I like this example as it highlights how there are different ways to paint a picture, but that the representation can carry great significance. Showing how different cultures represent things differently, and how these representations have changed over time, can be particularly revealing to people who are struggling to adapt to social norms and learning techniques.
I also like this example with relation to teaching, as it is a reminder that Teaching and Learning can be a communal process, where both teacher and student are learning together how to navigate and communicate on subjects that may have been challenging in the past. I’ve found such a spirit allows a more friendly, patient and cooperative dynamic in which new realms can be explored.

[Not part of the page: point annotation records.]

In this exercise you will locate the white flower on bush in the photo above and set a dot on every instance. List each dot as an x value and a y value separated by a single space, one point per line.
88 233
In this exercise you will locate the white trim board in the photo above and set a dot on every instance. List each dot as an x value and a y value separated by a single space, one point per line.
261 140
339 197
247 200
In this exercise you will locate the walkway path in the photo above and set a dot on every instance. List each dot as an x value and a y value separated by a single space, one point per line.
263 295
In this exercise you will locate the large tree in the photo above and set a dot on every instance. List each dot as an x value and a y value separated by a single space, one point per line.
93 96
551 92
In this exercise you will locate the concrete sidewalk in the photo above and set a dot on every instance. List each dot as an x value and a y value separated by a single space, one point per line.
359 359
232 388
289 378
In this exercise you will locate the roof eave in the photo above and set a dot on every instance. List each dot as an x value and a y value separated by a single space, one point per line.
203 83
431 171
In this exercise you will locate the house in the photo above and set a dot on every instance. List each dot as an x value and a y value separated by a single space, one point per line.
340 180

Understanding the Systems: Once I was working with a student for whom 19 + 12 = 211. It took a little bit of eyes wandering around to get there, but once they landed on 211, they didn’t want a pen and paper to check their answer, and they weren’t budging when it was questioned. They were very sure.
It turned out that their mental arithmetic process was to visualise the steps of the ‘column maths’ technique that many are familiar with when using a pen and paper. Only, when ‘carrying the one’, it had been misplaced between the tens and ones columns, rather than added to the tens.
12
+ 19
=211
I’m all for having different processes to be able to draw on, and enjoy sharing the highly visual technique for multiplication often taught in Japan to make the point that there are many ways to approach a situation, whether with maths or indeed with languages. But both techniques work for reasons rooted in the design and evolution of a number system built on groupings of 10, and for me, understanding these systems goes hand in hand with being able to use appropriate processes to navigate them effectively and reliably.
So whether the focus is around getting answers to a test quickly and reliably, or having a broader and more functional sense of scale and numeracy, building on solid foundations can be hugely beneficial.